Data Wise from Harvard University includes 8 steps that begins with organizing for collaborative work and ends with acting and assessing.   He has a matrix of tools that will help the team be effective.  He aligned the school improvement process with technology tools.  The ITRTs need to understand the school data such as the report card.

Training:  Rich Allen, Train Smart, 2001  Five Pillars of Training:  Engage, Frame, Explore, Debrief, Reflect
Engage: Prepare the mind, you have 5 minutes to establish the connection with an adult; teach people NOT content; teach WITH people to understand the content
Frame: establish relevance, you have one minute to establish relevance, what are you going to help them learn, why is choice good?  Because then people can make connections, now you have the next 30 minutes to involve the key concepts
Explore: Learning + Enjoyment = Concepts; people remember the good and the ugly
Debrief: Consolidating learning: how are they going to apply it to the real world?
Reflect: Embed Learning: give them stories.

Quotes Confucious: I hear and I forget, I see and I remember, I do and I understand.
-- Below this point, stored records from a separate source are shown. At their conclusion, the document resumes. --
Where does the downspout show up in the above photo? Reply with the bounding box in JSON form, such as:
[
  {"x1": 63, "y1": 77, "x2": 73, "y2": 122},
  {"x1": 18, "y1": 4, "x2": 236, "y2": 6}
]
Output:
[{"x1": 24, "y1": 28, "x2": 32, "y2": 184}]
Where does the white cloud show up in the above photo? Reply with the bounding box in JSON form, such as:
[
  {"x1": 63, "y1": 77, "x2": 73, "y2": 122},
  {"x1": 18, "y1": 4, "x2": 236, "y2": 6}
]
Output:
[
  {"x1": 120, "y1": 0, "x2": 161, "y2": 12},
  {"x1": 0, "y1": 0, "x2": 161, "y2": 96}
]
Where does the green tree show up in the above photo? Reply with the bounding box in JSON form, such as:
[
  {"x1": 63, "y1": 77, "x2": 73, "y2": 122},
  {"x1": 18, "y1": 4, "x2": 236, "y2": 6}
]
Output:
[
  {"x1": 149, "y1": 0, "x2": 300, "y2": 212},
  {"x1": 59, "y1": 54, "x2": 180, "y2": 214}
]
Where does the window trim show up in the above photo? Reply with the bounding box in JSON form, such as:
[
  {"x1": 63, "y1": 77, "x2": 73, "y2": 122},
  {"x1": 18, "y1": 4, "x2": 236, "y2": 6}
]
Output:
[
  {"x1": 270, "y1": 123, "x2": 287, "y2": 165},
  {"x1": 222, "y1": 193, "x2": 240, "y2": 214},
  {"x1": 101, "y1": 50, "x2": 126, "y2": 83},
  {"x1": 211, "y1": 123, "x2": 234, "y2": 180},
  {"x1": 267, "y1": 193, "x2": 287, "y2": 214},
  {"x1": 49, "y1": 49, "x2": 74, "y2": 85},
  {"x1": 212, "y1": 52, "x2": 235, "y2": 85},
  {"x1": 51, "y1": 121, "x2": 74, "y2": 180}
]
Teaching:  connect the goals and objectives, what are we doing and trying to get across
The ABCD method of writing objectives
Condition: how should they be able to do it?
Degree: how much should they be able to do it?

Time Dependancy

Discusses Marzano’s strategies:  we don’t see it as much as we should
The nine strategies are very powerful: the top three are reinforcing effort and providing recognition, summarizing and notetaking, similarities and differences

New book: Using Technology With Classroom Instruction the Works

He outlines planning question and instructional strategies.

He suggests applying the Madeleine Hunter model: from purpose to closer
Hal Portner, Workshops that Really Work

Showed the A Vision of K-12 Students Today

Coaching: NSDC says that effective coaching means you are with a person one on one.    In the coaching model, there is some risk.  There are three major levels of risk; are you going to be conservative, moderate or aggressive?

Kimberly Ketterer, “Coach, Nurture or Nudge?”  L&L

Coach:  there is a paradigm shift from a traditional classroom to one who integrates technology.  The adult is now a risk taker who trusts the coach.  They are willing to embrace the information and collaborate.

Nurture: The adult is not confident and are still learning skills and applications.  But they are willing to try.  this adult lacks the confidence and they want to watch you do it.  They will say that time is a major problem.  They like small achievements.

Nudge: This is the person that is satisfied with the way things are.  These people are uncertain and anxious.

Learning:  How do ITRTs connect to the learning process to get adults to learn?
Showed a graphic of the basic neuron types:  what does it take to help teachers understand the make up of the brain and what’s happening inside.  He talked about Howard Gardner and multiple intelligence theory.  http://literacyworks.org/mi/home.html  You can assess your learning style here.

Marcia Tate: Sit & Get Won’t Grow Dendrites:  she talks about adult learning and strategies and activities for how to work with adults.

How do we connect Humanware to Web 2.0 for professional development and learning?  He pointed to
•    http://www.wetpaint.com
•    http://talkingletter.com
•    http://www.wonderfile.net
•    Center for Learning & Performance Technologies http://www.c4lpt.co.uk/recommended/top100.html

Here’s what ITRTs need to do:
•    We have to know the goals and objectives of the school.
•    We have to develop collegial relationships.
•    We have to recognize that the adults have the expertise.
•    We have to align activities with the curriculum.
•    We have to help them understand that technology can help improve instruction and delivery.

We must provide our children the best possible learning environments to foster critical thinking, innovations and problem solving to better our society.  Fred Scott

ITRTs Lead Out Loud: http://www.leadoutloud.ca

To get results with technology integration, we need to invest in people…nurture, cultivate and develop them to ensure that tools make a difference in learning.

Remember, FRED:
Educate and

They did a share fair at his school division for the school board so they could understand the ITRT position.